De puntillas entre mis compañeros echo un vistazo a nuestra espalda y veo con cierta desesperación que nada ni nadie se mueve en nuestro bando. ¿A qué esperan para mandar a todas las tropas loma arriba? ¿No era esta la carga definitiva? Tampoco tengo mucho tiempo para pensar en esto, pues el viento cambia de dirección soplando hacia el sur trayendo un eco que nos pone los pelos de punta. Desde los álamos escuchamos un sonido metálico, frío y duro, seguido de un temblor de tierra demencial: una llamada de corneta pone en marcha una nueva carga de caballería. Lo que sigue a este sonido es un alivio para nosotros, pues en vez de ver a jinetes y monturas de frente –algo que he vivido ya en esta batalla–, les vemos salir de un lado del bosquecillo, en formación de cuña, derechos hacia los arqueros a caballo que no saben cómo reaccionar. Muchos han desmontado y están saqueando cadáveres de entre los restos de la batalla. No están preparados. Van a morir.
Conscientes de que volvemos a ser la única unidad de nuestro ejército que queda en la loma, la pesadumbre empieza a propagarse con rapidez. Está atardeciendo y en todo este día hemos luchado más que nadie entre nuestras filas. Estamos cansados, mal alimentados y hechos unos zorros, habiendo perdido más de tres cuartas partes de nuestros compañeros. Y sin embargo aquí seguimos, firmes, decididos a aguantar no por nuestros superiores o la gloria de nuestra nación, sino por nosotros mismos. Estamos en medio de la nada sin importarle a nadie, pero estamos juntos y esa es nuestra fuerza. Creo que soy yo el que piensa estas palabras, pero me descubro escuchándolas procedentes de la boca de nuestro capitán. Consciente del peligro de desmoralizarnos ha optado por lanzar una arenga para unirnos más aún. Todos contra el mundo y a la mierda lo demás.

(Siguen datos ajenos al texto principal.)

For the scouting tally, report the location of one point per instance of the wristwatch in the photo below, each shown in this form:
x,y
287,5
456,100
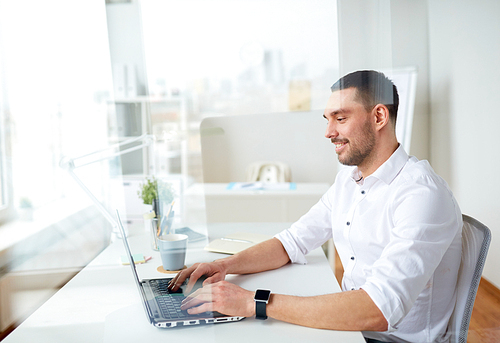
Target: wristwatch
x,y
261,299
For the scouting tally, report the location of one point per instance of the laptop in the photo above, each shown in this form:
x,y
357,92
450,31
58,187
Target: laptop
x,y
163,307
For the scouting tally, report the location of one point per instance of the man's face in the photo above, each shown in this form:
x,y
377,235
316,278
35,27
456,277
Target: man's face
x,y
349,128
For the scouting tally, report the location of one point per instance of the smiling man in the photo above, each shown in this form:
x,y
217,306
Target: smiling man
x,y
394,222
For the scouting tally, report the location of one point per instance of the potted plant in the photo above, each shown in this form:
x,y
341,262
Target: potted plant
x,y
156,192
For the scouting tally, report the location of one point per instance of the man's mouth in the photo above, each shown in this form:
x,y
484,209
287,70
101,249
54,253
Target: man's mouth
x,y
339,145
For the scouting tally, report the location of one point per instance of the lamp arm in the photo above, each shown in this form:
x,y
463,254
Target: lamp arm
x,y
69,164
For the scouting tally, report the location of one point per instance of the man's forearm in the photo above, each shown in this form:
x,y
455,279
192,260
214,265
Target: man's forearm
x,y
261,257
348,311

Un nuevo temblor de tierra corta el discurso de nuestro capitán, dejándonos con la boca seca y las manos tensas aferradas de nuestras armas. Todos mirando al frente esperando un nuevo ataque, sorprendidos al no ver enemigo alguno a nuestro alrededor. Entonces giramos la vista y estallamos en gritos de júbilo al ver una columna de caballería pesada ascender al trote cerro arriba, deteniéndose a nuestro lado. Subiéndose la visera de su agresivo yelmo de boca de rana, el líder de la unidad se inclina hacia el de la nuestra y tras unas breves palabras vuelve a erguirse sobre su corcel –un precioso ejemplar tordo de fuerte musculatura que puede adivinarse bajo la armadura– alejándose seguido por sus hombres. Al volverse, el rostro de nuestro capitán tiene un gesto que no veíamos desde la noche anterior. Es un gesto decidido, valiente. Gesto de batalla.

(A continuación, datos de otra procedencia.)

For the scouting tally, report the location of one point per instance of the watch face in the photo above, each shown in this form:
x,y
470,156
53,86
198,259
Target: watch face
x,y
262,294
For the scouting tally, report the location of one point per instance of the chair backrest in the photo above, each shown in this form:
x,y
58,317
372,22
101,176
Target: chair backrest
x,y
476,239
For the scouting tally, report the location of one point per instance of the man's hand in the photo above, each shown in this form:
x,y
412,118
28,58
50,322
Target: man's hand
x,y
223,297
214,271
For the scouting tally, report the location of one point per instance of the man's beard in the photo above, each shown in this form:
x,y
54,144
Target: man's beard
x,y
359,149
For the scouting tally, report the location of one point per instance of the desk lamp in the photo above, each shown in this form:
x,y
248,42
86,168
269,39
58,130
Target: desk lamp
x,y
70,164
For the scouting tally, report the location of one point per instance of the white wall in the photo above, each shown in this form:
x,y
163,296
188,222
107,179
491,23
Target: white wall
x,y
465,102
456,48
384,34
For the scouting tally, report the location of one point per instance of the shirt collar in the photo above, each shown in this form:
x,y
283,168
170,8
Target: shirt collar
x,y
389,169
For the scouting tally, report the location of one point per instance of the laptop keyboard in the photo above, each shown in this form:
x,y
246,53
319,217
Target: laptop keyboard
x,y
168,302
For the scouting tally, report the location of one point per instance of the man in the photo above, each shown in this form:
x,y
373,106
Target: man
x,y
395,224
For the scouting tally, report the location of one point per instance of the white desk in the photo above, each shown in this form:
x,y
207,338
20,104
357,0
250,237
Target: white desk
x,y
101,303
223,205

Antes de que abra la boca nosotros ya sabemos qué hacer. Apretando las armas contra nuestros pechos revisamos nuestra formación y nos disponemos a avanzar hacia el enemigo. Esta vez nos toca apoyar la carga de caballería guardándoles la retaguardia en caso de necesitar replegarse, por lo que con los cascos calados y paso decidido nos adentramos en la nube de polvo que levantan los corceles que nos preceden rasgando el aire con la punta de nuestras picas.